Following four national priorities, including increasing completion rates and strengthening the student educational experience, could exponentially improve the future of higher education, according to a report based on two years of research.
The American Academy of Arts and Sciences, with funding from Carnegie Corporation of New York, convened the Commission on the Future of Undergraduate Education (CFUE), comprised of leaders from higher education, philanthropy, business, and government. The Commissioners were charged with assessing the state of undergraduate education and making recommendations for a future with better institutions and better-positioned graduates.

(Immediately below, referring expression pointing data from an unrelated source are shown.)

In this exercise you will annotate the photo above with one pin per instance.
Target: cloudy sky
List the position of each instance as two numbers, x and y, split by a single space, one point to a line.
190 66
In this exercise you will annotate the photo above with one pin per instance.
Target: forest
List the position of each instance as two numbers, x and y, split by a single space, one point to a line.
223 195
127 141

The report, The Future of Undergraduate Education, The Future of America, zeroes in on four national priorities that offer actionable solutions to improve undergraduate education and increase the number of students who complete their education without unmanageable debt, said said CFUE Co-chair Roger W. Ferguson, Jr., president and CEO of TIAA.
“These very practical recommendations build on the strengths of our students and schools, and on a shared vision for the future of our country,” said Commissioner Gail O. Mellow, president of LaGuardia Community College, part of The City University of New York (CUNY). “To support both economic opportunity and a strong democracy, we must invest in higher education as it’s an effective and proven way to boost both.”
(Next page: Four focus areas to improve higher education for students)
When it comes to strengthening the student educational experience, the report recommends ensuring that all students, no matter their program of study, have high-quality educational experiences that prepare them for success in the 21st century. This can be accomplished by:
- Recognizing the challenges associated with greater numbers of short-term, nontenure instructors, any effort to improve undergraduate teaching and learning will require providing nontenure-track faculty with stable professional working environments and careers.
- All college credentials—certificates and associate’s and bachelor’s degrees—should incorporate academic, career, and civic knowledge and skills as a foundation for rewarding and productive lives and careers.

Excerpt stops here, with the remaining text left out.